Method for assisting in the management of the flight of an aircraft (10), the method being implemented by an electronic flight management assistance system (20) and comprising the following steps:
- the acquisition (100) of first (24) and second (26) characteristic points of a loop to be inserted into a flight plan of the aircraft (10);
- the calculation (110) of a loop trajectory (32) from the first (24) and second (26) characteristic points acquired, the first characteristic point (24) forming a start point of the loop trajectory (32 ) and the second characteristic point (26) being a point for a return to the first characteristic point (24);
- the generation (120) of a modified flight plan (36) from a current flight plan, the modified flight plan (36) being obtained by insertion, into the current flight plan and from the first characteristic point (24), of the calculated loop trajectory (32). Method according to claim 1, in which the method further comprises a step (150) of displaying, on a display screen (18), the modified flight plan (36). Method according to claim 1 or 2, in which the method further comprises a step (130) of estimating at least one aeronautical quantity at at least one point of the modified flight plan (36), preferably at at least one loop path point (32);
each aeronautical quantity at a respective point of the modified flight plan (36) being preferably again chosen from the group consisting of: a distance between said respective point of the modified flight plan (36) and another point of the modified flight plan ( 36), a quantity of remaining energy, a passing time and a speed of the aircraft (10).
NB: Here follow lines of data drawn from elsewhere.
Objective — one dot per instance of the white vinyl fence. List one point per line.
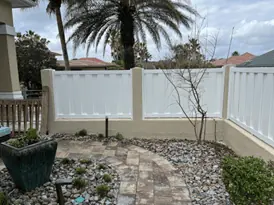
(93, 94)
(251, 101)
(160, 98)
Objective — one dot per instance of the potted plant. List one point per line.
(29, 159)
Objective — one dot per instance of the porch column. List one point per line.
(9, 80)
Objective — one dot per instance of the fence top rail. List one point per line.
(208, 70)
(21, 101)
(253, 69)
(93, 72)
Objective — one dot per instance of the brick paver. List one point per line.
(146, 178)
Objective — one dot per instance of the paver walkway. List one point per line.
(146, 178)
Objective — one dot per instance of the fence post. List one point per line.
(47, 81)
(137, 93)
(226, 91)
(45, 110)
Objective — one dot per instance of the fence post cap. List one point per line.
(137, 68)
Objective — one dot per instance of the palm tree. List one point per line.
(235, 53)
(94, 20)
(54, 7)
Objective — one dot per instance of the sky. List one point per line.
(252, 20)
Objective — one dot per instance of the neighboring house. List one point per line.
(87, 64)
(265, 60)
(234, 60)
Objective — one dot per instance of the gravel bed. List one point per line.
(199, 165)
(46, 195)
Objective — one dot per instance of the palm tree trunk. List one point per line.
(127, 35)
(62, 37)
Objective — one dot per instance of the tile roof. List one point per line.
(235, 60)
(264, 60)
(86, 63)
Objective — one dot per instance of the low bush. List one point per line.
(85, 161)
(119, 136)
(101, 166)
(79, 183)
(101, 136)
(107, 178)
(3, 199)
(248, 180)
(66, 161)
(102, 190)
(82, 133)
(80, 170)
(30, 138)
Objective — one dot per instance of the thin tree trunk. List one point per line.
(62, 37)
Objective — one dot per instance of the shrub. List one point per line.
(80, 170)
(107, 178)
(102, 190)
(101, 136)
(101, 166)
(82, 133)
(119, 136)
(79, 183)
(3, 199)
(31, 137)
(66, 161)
(85, 161)
(248, 180)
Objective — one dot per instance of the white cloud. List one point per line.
(253, 21)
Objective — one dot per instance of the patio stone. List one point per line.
(146, 178)
(128, 187)
(126, 199)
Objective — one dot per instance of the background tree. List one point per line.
(189, 55)
(33, 55)
(141, 53)
(235, 53)
(54, 7)
(94, 20)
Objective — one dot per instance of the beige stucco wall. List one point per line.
(6, 13)
(8, 68)
(244, 143)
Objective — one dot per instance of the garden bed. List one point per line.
(199, 165)
(90, 175)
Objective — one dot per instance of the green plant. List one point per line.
(18, 143)
(80, 170)
(107, 178)
(66, 161)
(248, 180)
(101, 166)
(85, 161)
(101, 136)
(79, 183)
(102, 190)
(82, 133)
(3, 199)
(31, 137)
(119, 136)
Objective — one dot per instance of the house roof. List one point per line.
(235, 60)
(265, 60)
(22, 3)
(86, 63)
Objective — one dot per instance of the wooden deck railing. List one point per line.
(20, 115)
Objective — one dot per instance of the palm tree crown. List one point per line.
(95, 20)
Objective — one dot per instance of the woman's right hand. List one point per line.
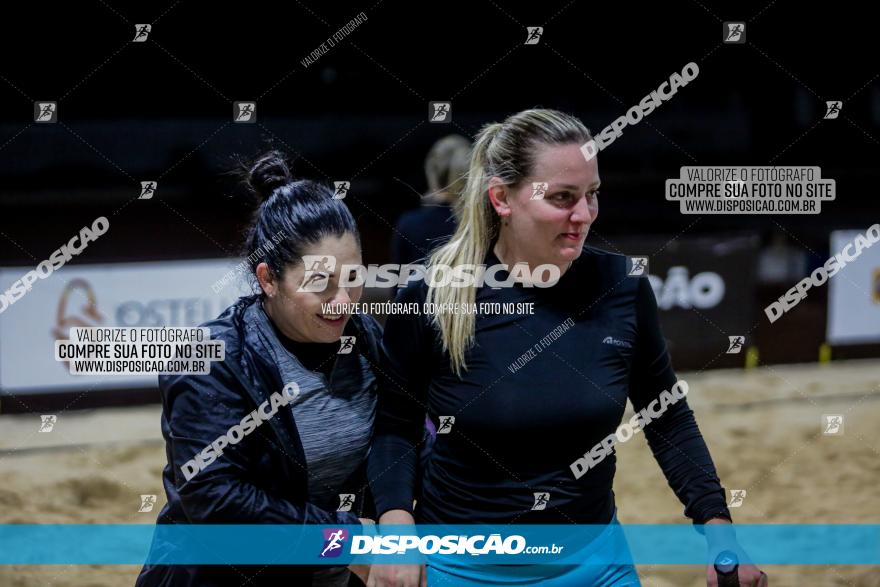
(397, 575)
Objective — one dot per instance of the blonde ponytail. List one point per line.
(504, 150)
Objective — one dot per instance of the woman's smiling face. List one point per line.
(295, 302)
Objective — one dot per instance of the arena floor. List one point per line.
(762, 426)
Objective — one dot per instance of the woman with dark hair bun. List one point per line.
(308, 400)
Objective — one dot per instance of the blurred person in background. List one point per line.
(296, 465)
(515, 453)
(421, 230)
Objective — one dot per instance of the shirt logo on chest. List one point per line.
(617, 342)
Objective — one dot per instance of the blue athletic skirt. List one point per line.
(608, 545)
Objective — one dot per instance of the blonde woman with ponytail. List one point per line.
(521, 395)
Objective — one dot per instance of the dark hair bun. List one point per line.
(267, 173)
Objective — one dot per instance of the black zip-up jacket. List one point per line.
(261, 480)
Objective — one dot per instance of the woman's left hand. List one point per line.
(749, 576)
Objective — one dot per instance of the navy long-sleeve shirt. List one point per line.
(522, 418)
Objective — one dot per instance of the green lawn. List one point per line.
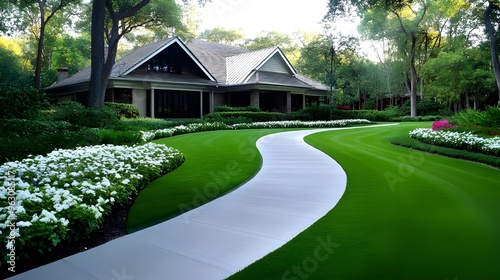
(216, 162)
(405, 215)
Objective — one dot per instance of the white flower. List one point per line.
(23, 224)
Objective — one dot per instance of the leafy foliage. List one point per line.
(124, 110)
(24, 102)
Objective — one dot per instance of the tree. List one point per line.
(491, 16)
(322, 58)
(114, 19)
(223, 36)
(41, 12)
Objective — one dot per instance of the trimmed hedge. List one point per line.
(124, 110)
(230, 117)
(225, 108)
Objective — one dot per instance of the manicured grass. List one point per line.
(216, 162)
(405, 215)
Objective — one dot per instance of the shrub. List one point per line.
(124, 110)
(225, 108)
(371, 115)
(22, 103)
(20, 138)
(482, 122)
(66, 194)
(108, 136)
(396, 111)
(78, 115)
(312, 113)
(441, 125)
(430, 107)
(252, 116)
(417, 119)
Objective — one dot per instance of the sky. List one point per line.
(255, 16)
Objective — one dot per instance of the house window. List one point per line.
(123, 95)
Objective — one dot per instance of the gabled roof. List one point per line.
(133, 60)
(221, 64)
(241, 67)
(213, 56)
(136, 58)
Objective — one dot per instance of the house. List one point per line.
(172, 79)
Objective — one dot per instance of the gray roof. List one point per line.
(271, 78)
(223, 64)
(239, 67)
(213, 56)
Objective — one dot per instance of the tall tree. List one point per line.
(491, 17)
(44, 10)
(111, 20)
(322, 58)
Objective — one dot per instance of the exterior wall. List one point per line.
(219, 99)
(255, 98)
(139, 100)
(288, 102)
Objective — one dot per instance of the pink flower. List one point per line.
(441, 125)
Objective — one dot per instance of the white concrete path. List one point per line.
(296, 186)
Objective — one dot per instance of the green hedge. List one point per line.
(78, 115)
(23, 103)
(20, 138)
(244, 117)
(124, 110)
(225, 108)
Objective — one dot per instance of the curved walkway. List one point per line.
(296, 186)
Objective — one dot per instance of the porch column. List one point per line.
(255, 98)
(212, 101)
(288, 102)
(152, 103)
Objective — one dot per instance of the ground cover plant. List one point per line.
(66, 194)
(405, 215)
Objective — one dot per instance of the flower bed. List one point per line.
(441, 125)
(299, 124)
(197, 127)
(458, 140)
(65, 194)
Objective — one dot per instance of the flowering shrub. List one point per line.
(65, 194)
(299, 124)
(441, 125)
(181, 129)
(458, 140)
(197, 127)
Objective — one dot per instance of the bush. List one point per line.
(22, 103)
(430, 107)
(313, 113)
(20, 138)
(371, 115)
(124, 110)
(78, 115)
(417, 119)
(231, 117)
(482, 122)
(225, 108)
(108, 136)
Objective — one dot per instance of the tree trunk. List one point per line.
(97, 88)
(39, 53)
(490, 29)
(413, 77)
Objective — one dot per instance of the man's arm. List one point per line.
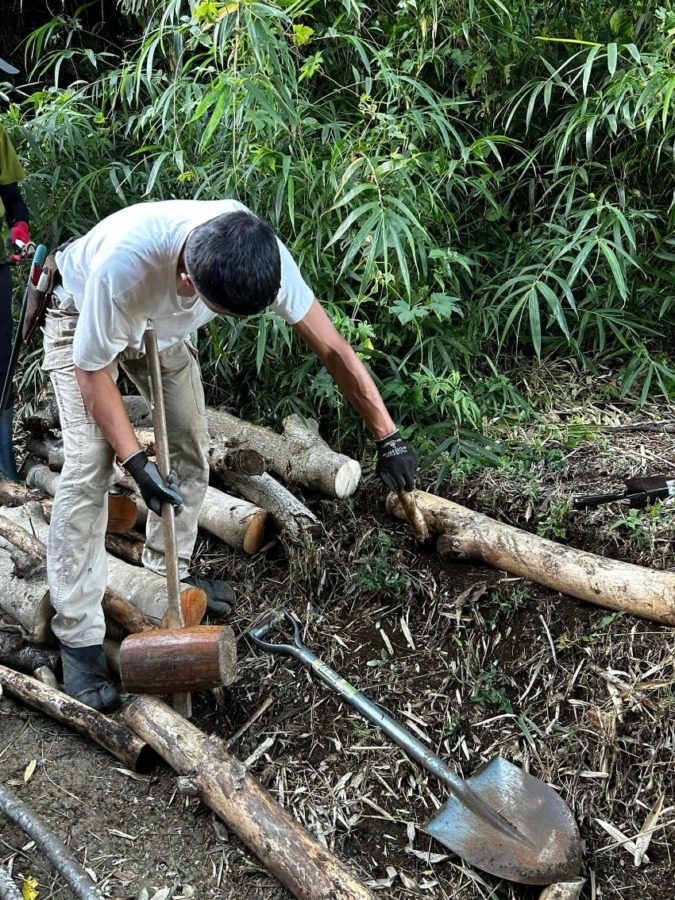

A method according to any preceding claim, wherein the method further comprises a step (140) of determining a maximum number of iteration(s) of the loop trajectory (32);
said maximum number being preferably determined as a function of at least one criterion chosen from the group consisting of: a quantity of remaining energy, a maximum time to reach a predefined subsequent point of the flight plan, and a maximum flight time the along the loop path (32). Method according to any one of the preceding claims, in which the first (24) and second (26) characteristic points are distinct from each other;
the first (24) and second (26) characteristic points preferably being respective waypoints (56) of the current flight plan. A method as claimed in any preceding claim, wherein the step of acquiring (100) further includes acquiring at least one desired loop path (32) exit condition selected from the group consisting of : a number of iteration(s) of the loop trajectory (32), a flight duration along the loop trajectory (32), a quantity of remaining energy reached, a geographical position of exit from the trajectory of loop (32), and a time instant of arrival at a given geographical position. A method according to any preceding claim, wherein the step of acquiring (100) further includes acquiring a desired shape of the loop path (32). A computer program comprising software instructions which, when executed by a computer, implement a method according to any preceding claim. Electronic flight management assistance system (20), the system (20) being configured to manage the flight of an aircraft (10), and comprising:
- an acquisition module (22) configured to acquire first (24) and second (26) characteristic points of a loop to be inserted into a flight plan of the aircraft (10);
- a calculation module (30) configured to calculate a loop trajectory (32) from the first (24) and second (26) characteristic points acquired, the first characteristic point (24) forming a start point of the trajectory of loop (32) and the second characteristic point (26) being a point for a return to the first characteristic point (24); And
- a generation module (34) configured to generate a modified flight plan (36) from a current flight plan, the modified flight plan (36) being obtained by insertion, in the current flight plan and from the first characteristic point (24), the calculated loop trajectory (32). A system (20) according to claim 9, wherein the system (20) further comprises a display module (42) configured to display the modified flight plan (36) on a display screen (18).